I am apolitical by nature. The entire process of electing representatives, from city councils to Presidents, leaves me cold. Blame my extraordinary microeconomics professor H. Scott Bierman who was at Carleton College then but now is the President at Beloit College. He helped me crystallize a handful of tangential thoughts about our system into a unifying theory regarding what governs human behavior, political or social.
But that does not mean I don’t read a newspaper, watch TV news, or occasionally surf the Interwebs to watch the latest follies in politics and government. And what I see regarding the Social Security system is the single silliest and ridiculous “problem” that our country faces.
I am quite fortunate that, just like many other people, I have the pleasure of reaching the payday in the second half of the year when my FICA disappears and I have extra money. Found money.
But why is it so?
I don’t work for the Government Accountability Office, but I am pretty sure that if there was no Federal Insurance Contributions Act (FICA) limit, if we all paid FICA all year no matter how much we earned, that we could solve the Social Security problem. Current law says that employees pay 6.2 percent FICA tax on the first $106,800 of earnings per year to help finance Social Security. People who are fortunate enough to make more than $106,800 pay zero FICA tax on every dollar they earn above that cap. Obama favors phasing out that cap slowly over a number of years. Romney would probably not favor this – he would likely rather see no FICA at all and a privatization of our retirement benefits. But if you are going to eliminate the cap, why not just do it once and have it done?
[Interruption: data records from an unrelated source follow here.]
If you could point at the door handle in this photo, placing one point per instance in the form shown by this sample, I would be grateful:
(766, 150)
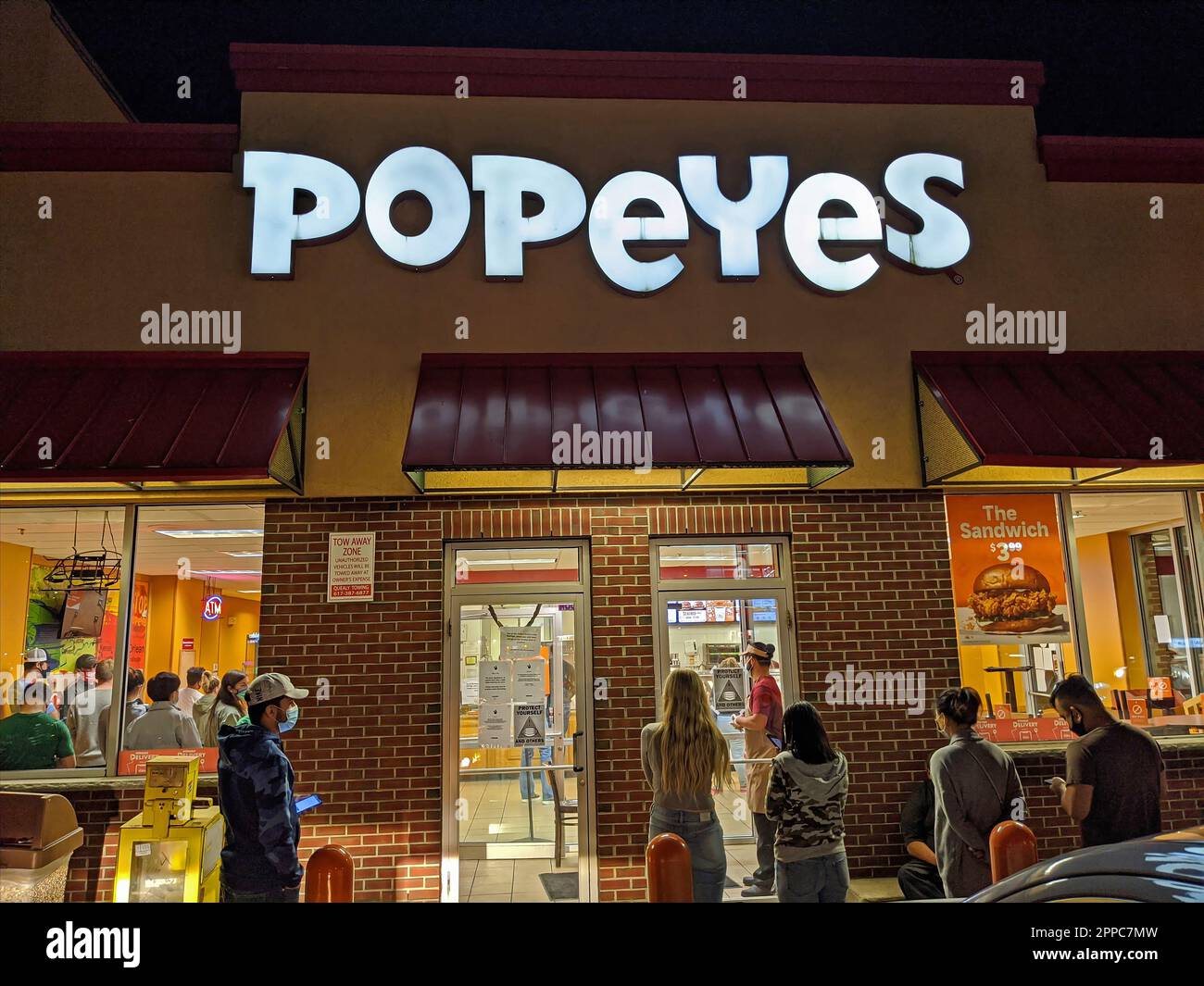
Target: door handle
(577, 758)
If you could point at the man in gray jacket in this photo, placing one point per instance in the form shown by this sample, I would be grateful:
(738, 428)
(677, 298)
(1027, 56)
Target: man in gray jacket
(976, 786)
(164, 726)
(84, 716)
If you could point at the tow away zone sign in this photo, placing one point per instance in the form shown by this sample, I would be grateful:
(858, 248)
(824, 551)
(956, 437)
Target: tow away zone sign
(350, 568)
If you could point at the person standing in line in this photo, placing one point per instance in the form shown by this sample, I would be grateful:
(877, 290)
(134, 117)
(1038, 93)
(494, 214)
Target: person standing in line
(31, 740)
(808, 788)
(919, 877)
(188, 696)
(85, 714)
(1115, 778)
(135, 708)
(220, 708)
(975, 786)
(762, 741)
(164, 726)
(259, 862)
(684, 755)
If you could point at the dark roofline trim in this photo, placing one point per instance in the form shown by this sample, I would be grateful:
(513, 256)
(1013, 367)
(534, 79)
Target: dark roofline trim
(1122, 159)
(93, 67)
(630, 75)
(119, 147)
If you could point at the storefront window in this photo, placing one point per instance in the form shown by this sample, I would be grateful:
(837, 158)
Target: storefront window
(707, 631)
(1012, 604)
(684, 562)
(482, 566)
(1140, 604)
(195, 614)
(60, 574)
(1135, 573)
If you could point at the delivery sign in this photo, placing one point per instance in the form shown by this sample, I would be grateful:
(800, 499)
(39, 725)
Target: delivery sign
(1006, 553)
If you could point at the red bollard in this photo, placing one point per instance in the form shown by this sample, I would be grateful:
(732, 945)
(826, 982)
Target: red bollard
(670, 877)
(329, 877)
(1012, 849)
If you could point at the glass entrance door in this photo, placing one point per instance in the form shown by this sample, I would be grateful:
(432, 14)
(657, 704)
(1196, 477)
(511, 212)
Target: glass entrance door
(516, 726)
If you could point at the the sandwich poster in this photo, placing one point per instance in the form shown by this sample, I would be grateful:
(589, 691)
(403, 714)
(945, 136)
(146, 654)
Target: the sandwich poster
(1010, 586)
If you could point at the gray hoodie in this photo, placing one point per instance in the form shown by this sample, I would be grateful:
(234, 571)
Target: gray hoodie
(807, 801)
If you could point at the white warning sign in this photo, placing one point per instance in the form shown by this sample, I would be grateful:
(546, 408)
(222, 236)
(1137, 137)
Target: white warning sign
(529, 726)
(494, 726)
(495, 680)
(529, 681)
(727, 688)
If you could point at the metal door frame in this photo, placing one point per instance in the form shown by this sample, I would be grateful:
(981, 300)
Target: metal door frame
(454, 596)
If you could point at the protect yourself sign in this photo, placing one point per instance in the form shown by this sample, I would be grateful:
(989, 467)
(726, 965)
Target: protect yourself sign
(935, 240)
(729, 690)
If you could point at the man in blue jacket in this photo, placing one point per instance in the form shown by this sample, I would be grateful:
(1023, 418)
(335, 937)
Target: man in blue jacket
(259, 862)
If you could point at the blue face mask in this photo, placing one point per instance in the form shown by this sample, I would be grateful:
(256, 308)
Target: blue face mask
(294, 714)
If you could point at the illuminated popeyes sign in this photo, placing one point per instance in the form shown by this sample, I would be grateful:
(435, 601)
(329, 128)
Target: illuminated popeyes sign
(939, 240)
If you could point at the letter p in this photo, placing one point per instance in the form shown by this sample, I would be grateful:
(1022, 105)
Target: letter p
(276, 179)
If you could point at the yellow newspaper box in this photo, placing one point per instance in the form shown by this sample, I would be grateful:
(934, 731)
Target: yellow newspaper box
(171, 853)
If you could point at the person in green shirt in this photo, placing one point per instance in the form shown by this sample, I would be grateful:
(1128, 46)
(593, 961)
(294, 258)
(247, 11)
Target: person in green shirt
(31, 740)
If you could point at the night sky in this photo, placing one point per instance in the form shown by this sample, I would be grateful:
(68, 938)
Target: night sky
(1121, 69)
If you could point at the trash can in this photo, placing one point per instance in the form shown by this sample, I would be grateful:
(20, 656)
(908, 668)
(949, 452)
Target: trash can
(37, 836)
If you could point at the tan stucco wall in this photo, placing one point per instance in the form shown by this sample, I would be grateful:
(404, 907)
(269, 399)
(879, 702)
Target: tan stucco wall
(123, 243)
(44, 79)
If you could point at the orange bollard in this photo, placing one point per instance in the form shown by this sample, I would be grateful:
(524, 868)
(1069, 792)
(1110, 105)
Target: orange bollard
(329, 877)
(670, 877)
(1012, 849)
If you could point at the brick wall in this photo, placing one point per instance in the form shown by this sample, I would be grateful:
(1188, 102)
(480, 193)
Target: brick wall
(871, 580)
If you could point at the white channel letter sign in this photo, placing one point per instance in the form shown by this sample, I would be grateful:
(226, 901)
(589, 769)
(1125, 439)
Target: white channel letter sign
(939, 240)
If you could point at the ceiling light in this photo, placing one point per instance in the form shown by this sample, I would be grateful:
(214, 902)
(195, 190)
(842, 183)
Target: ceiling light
(510, 561)
(215, 532)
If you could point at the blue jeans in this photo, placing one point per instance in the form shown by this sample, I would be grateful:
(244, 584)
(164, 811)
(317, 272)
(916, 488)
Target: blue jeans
(808, 881)
(709, 861)
(526, 780)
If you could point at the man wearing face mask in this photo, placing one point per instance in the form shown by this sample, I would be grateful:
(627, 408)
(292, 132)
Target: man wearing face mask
(259, 862)
(1114, 772)
(762, 741)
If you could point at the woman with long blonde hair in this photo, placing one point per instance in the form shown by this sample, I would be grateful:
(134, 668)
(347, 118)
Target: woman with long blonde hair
(684, 756)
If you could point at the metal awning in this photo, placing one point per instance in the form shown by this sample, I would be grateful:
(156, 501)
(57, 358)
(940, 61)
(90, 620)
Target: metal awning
(524, 423)
(151, 421)
(1114, 418)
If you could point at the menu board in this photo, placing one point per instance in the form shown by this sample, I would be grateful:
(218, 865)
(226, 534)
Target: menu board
(1006, 553)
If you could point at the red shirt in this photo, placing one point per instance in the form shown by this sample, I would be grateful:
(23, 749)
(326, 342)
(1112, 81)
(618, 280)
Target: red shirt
(766, 700)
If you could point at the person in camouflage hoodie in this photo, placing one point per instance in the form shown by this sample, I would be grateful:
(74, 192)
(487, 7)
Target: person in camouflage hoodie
(259, 862)
(808, 786)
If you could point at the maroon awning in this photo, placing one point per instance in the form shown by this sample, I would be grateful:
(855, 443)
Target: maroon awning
(703, 411)
(140, 418)
(1083, 411)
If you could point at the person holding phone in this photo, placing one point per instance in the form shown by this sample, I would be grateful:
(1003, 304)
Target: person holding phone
(259, 862)
(762, 741)
(976, 786)
(1115, 778)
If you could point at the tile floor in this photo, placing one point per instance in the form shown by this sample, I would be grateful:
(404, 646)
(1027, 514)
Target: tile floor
(505, 881)
(496, 813)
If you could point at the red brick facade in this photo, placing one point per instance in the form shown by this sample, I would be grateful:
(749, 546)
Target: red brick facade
(872, 589)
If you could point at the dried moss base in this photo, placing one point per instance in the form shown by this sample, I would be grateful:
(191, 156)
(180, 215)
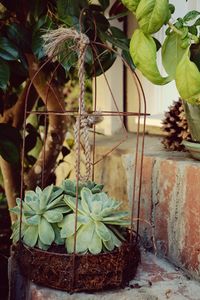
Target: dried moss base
(92, 272)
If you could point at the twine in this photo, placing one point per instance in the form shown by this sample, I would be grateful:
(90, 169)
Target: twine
(54, 45)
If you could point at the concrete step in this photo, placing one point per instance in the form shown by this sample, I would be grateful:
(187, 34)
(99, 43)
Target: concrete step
(156, 279)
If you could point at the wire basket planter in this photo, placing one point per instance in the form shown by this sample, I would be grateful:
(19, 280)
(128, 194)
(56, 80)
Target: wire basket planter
(75, 272)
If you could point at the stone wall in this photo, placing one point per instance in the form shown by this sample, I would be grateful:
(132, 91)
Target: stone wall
(170, 198)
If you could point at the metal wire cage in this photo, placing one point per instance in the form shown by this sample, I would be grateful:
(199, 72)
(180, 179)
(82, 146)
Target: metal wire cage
(87, 272)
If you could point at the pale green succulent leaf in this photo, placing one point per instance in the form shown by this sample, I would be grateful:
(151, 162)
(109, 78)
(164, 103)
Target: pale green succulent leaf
(131, 4)
(58, 239)
(46, 232)
(83, 219)
(42, 246)
(172, 52)
(95, 246)
(33, 220)
(152, 15)
(102, 231)
(143, 53)
(109, 245)
(63, 209)
(69, 187)
(53, 216)
(54, 203)
(69, 244)
(68, 226)
(45, 196)
(188, 79)
(32, 201)
(31, 236)
(86, 197)
(84, 237)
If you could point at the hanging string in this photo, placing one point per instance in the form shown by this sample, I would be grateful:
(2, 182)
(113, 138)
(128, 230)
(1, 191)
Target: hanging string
(54, 45)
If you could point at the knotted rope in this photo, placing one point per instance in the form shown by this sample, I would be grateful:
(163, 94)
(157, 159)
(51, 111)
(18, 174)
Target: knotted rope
(54, 45)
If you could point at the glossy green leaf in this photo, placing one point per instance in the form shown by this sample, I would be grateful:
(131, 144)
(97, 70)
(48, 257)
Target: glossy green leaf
(4, 75)
(131, 4)
(191, 15)
(172, 52)
(152, 15)
(9, 151)
(46, 232)
(8, 50)
(188, 79)
(143, 53)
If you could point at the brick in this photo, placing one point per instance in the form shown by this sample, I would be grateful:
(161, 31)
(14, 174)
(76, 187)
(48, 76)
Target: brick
(191, 251)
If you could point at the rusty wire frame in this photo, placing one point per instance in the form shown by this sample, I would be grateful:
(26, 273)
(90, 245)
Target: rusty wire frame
(139, 147)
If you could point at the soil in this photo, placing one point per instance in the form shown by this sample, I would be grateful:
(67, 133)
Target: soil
(91, 272)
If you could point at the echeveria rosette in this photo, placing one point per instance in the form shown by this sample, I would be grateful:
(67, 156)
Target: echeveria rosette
(99, 223)
(41, 211)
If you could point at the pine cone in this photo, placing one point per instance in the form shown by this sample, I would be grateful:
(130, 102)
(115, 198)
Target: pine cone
(175, 127)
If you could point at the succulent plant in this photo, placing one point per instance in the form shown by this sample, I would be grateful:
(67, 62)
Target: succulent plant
(69, 187)
(99, 223)
(41, 211)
As anyone who knows me well would tell you, I am no supporter of taxes of any kind. They are a coerced transfer of wealth from the people to the government, who then can spend the money any way it pleases. None of our founding fathers envisioned that as the desired outcome, and rightly so. Nobody should ever be forced, either as a rule of law or to a mugger in the streets, to give up what is rightly theirs.
However, if there is going to be a tax, at least let us not make it regressive and punitive to those who earn less. FICA is the most regressive tax in our system. It favors those who earn more than the FICA cap, and it punishes those at or below the cap in terms of earnings. Given the potential for insolvency in the Social Security system, abolishing the $106,800 cap on FICA is the simplest and fairest road forward.
Eliminate the cap on FICA. Fully fund Social Security.
Then we can begin working on how to balance the books in a fairer tax system, one that taxes everyone equally, and one which finances a much smaller government apparatus. The possibilities are endless.
Take this first small step forward and eliminate the cap on FICA.